Day 01 - Introduce yourself
Day 02 - Your first love
Day 03 - Your parents
Day 04 - What you ate today
Day 05 - Your definition of love
Day 06 - Your day
Day 07 - Your best friend
Day 08 - A moment
Day 09 - Your beliefs
Day 10 - What you wore today
Day 11 - Your siblings
Day 12 - What’s in your bag
Day 13 - This week
Day 14 - What you wore today
Day 15 - Your dreams
Day 16 - Your first kiss
Day 17 - Your favorite memory
Day 18 - Your favorite birthday
Day 19 - Something you regret
Day 20 - This month
Day 21 - Another moment
Day 22 - Something that upsets you
Day 23 - Something that makes you feel better
Day 24 - Something that makes you cry
Day 25 - A first
Day 26 - Your fears
Day 27 - Your favorite place
Day 28 - Something that you miss
Day 29 - Your aspirations
Day 30 - One last moment
Today we're here to discuss my parental gene pool, right class? Well, let me preface this by saying that I volunteered for six hours at a community fair today, and have to do the same tomorrow, and as such am extremely tired and blurry. (OH and unrelated note: I might make my journal friends-only for a bit, soon. College applications, oh college applications. I are paranoid.)
My father ranks below career criminal on the creepy list. He moved to New Mexico a year ago and now walks around the house in a singular banana hammock, while I just sit and try not to look at him ever. He has a habit of not letting conversations go, even when the stranger he cornered at the supermarket is backing away, pushing their cart towards him and glancing around. He simultaneously abused his children and had three (as far as I know) highly unsuccessful marriages at the same time as being a licensed Family and Marriage Therapist. He grew up in Woodstock, playing harmonica with musicians that went on to be iconic, and has a record collection to die for. He is convinced that he is part Native American and will not be talked out of it. Even by genuine Native Americans. I hated him for the first two thirds of my life, disdained him for the next bit, and now just tolerate him with amused affection. Very much so an alcoholic, very much so batshit crazy, very much so in need of high-intensity anger therapy sessions, and very much so my father. I actually kind of love him. (He has a very high chance of having another heart attack in the near future, and is having an operation soon. They say he'll likely have the attack on the operating table. I'm terrified, and I love that I can be terrified that I might lose him, now.)

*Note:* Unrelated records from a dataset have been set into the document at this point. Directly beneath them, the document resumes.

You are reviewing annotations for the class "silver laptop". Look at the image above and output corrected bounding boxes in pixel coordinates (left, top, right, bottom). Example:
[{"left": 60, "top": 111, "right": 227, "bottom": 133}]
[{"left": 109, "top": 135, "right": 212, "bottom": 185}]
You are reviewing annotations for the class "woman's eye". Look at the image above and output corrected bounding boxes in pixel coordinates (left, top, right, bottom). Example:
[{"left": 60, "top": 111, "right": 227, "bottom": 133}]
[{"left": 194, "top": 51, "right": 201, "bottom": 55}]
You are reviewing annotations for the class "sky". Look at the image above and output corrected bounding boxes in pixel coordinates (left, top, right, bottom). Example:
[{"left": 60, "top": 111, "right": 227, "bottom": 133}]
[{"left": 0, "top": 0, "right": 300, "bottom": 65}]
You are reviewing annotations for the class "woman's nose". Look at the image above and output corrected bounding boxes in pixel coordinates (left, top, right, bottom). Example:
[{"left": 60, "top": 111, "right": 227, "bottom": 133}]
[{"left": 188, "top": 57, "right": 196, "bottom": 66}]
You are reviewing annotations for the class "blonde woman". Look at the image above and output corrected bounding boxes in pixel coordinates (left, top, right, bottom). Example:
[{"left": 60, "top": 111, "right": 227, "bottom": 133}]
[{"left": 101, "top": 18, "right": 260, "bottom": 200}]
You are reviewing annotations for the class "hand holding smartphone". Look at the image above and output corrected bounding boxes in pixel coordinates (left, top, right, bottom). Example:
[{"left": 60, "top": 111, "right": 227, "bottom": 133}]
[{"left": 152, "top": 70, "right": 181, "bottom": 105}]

My mother... Well. She was a child of the Hippy Era, and graduated high school two years after the Summer of Love, from a school in the dead center of L.A. She then lived in a shared house in the Sierra Nevada mountains with no electricity or running water for a few years, moved to New York City after that, had my older sister, moved Upstate, married my father, and then came me... And that's a whole other story. She used to sing whenever she got angry, in a really obnoxious and hysterical way that was WAY worse than the normal parental yelling that every other kid got. She is really chill, except when she turns my depression into a personal attack on her parenting skills. She charms everyone around me, and even charms me sometimes. Tibetan Buddhist, and responsible for showing me all the ideals and inspirations that I love in life. She has clothes bought from thrift stores in California forty years ago, and I have slowly adopted her fashion sense to the horror of my sisters. Passive-agressive and an amazing gardener, with a green thumb to challenge the Green Giant. Now married to a Frenchman named Jacques and I kind of constantly want to punch her in the face.
... jesus effing christ every entry for this meme is super-long and stupidly emotional. I am so sorry, f-list.